As a high school student, back in the day I remember getting in trouble for passing notes in class. Why doesn't that happen with our current students? I can confidently state that not one note has been passed here at BHS this year. Or maybe I should restate this? Not one paper note has been passed this year. Texting is now the preferred method of communicating during class when the teacher is not looking. Not only can you text a friend in the next row, you can also text a friend in the next classroom, town, state, country...


At BHS and at many schools, we spend a lot of time dealing with cell phones, which are currently not allowed to be utilized during the school day. However, modern technology is making it more and more likely that this current headache will turn into an invaluable resource in our classrooms.

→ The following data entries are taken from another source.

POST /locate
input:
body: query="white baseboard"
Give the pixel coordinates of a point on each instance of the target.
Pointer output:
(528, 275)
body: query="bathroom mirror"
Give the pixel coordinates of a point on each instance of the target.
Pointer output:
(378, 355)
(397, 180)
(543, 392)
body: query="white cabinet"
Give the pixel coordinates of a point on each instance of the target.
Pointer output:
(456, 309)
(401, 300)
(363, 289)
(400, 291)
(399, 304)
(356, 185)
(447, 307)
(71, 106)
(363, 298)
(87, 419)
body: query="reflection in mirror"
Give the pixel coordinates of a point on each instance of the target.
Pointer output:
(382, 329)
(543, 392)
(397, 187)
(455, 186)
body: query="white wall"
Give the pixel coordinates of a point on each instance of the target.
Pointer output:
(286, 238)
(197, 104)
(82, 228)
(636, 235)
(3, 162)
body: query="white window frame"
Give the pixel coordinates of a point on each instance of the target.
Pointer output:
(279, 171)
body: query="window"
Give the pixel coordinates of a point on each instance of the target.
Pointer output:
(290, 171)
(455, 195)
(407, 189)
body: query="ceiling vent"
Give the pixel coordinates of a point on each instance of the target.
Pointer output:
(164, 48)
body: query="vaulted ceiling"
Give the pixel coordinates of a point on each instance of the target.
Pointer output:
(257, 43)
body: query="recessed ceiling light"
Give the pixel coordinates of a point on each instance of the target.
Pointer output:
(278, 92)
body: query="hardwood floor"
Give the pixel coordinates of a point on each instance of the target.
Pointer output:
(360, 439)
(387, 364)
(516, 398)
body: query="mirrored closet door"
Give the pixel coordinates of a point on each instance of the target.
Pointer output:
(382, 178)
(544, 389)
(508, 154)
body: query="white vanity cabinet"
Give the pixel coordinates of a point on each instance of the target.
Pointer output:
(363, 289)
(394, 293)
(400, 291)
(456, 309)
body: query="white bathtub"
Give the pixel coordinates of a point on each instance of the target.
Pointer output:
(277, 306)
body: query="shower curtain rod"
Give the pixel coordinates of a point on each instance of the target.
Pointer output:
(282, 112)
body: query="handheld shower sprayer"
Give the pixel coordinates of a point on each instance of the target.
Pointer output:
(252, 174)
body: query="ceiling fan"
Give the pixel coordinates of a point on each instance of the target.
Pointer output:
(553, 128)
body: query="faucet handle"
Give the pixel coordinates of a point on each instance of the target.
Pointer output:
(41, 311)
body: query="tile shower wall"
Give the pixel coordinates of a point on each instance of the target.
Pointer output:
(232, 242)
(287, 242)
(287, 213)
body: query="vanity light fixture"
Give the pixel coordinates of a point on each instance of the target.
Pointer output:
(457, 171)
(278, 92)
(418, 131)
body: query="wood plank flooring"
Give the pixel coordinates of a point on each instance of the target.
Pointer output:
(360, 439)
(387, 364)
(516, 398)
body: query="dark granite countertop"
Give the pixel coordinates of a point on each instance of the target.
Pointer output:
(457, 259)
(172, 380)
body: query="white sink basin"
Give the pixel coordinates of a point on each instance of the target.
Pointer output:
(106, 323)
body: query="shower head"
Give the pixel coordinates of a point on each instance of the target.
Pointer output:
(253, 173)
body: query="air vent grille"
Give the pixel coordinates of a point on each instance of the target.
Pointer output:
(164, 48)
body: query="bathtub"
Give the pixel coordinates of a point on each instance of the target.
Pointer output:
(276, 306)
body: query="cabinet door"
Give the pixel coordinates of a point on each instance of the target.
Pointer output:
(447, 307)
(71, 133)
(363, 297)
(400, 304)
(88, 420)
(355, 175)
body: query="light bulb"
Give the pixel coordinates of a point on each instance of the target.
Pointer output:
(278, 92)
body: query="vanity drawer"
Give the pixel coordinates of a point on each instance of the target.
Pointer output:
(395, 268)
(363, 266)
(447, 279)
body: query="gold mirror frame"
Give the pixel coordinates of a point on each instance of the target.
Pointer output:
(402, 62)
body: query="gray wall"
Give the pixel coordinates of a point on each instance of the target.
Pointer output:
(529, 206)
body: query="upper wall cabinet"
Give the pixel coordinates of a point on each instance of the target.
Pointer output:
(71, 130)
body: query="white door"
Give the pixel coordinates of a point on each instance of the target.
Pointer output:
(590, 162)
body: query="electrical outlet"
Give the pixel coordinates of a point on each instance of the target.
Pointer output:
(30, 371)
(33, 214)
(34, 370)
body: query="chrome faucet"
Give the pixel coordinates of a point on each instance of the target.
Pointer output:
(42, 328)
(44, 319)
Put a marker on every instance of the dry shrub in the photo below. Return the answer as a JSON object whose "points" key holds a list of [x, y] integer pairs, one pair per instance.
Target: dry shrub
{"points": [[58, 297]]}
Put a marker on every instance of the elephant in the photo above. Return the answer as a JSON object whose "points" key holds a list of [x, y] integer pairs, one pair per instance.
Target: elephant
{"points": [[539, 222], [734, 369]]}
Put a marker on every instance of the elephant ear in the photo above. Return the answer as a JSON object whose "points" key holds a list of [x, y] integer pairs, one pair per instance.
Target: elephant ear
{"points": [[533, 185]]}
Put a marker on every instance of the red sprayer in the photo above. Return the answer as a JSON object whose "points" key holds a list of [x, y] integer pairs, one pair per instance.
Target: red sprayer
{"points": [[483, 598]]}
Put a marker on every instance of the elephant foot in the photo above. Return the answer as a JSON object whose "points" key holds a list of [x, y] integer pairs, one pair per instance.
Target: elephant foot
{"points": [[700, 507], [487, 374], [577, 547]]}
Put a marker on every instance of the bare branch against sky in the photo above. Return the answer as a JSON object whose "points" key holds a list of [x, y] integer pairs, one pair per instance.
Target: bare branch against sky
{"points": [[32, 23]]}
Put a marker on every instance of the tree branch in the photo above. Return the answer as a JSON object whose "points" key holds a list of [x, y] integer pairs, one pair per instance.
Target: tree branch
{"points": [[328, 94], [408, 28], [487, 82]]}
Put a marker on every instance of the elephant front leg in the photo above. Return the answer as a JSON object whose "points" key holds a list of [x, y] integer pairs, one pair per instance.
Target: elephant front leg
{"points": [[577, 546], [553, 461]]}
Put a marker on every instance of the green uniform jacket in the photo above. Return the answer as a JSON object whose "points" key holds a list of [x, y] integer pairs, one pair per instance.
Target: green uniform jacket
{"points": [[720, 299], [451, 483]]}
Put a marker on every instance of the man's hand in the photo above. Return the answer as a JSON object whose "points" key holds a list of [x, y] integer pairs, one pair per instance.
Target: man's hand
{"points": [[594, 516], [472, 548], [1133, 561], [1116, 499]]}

The Joan Ganz Cooney Center at Sesame Workshop just published an intriguing study called Pockets of Potential. As stated in the report's Executive Summary, "the report highlights early evidence and examples of how mobile devices may help re-define teaching and learning in the decade ahead. The key opportunities that it outlines for mobile learning are as follows:


  1. Encourage "anywhere, anytime" learning

  2. Reach underserved children

  3. Improve 21st-century social interactions

  4. Fit with learning environments

  5. Enable a personal learning experience

This week Education Week also highlighted trends in education where cellphones are a resource and not a source of contention. One new resource is pollanywhere.com which allows teachers to set up quizzes or questions that students can respond to by texting with their cellphones.


A recent survey of about 100 BHS students found the following results:



  • 100% use Facebook

  • Just under 100% send or receive at least 3 text messages in school

  • 85% send or receive more than 15 texts

  • 45% send or receive more than 50 texts per day (including out of school)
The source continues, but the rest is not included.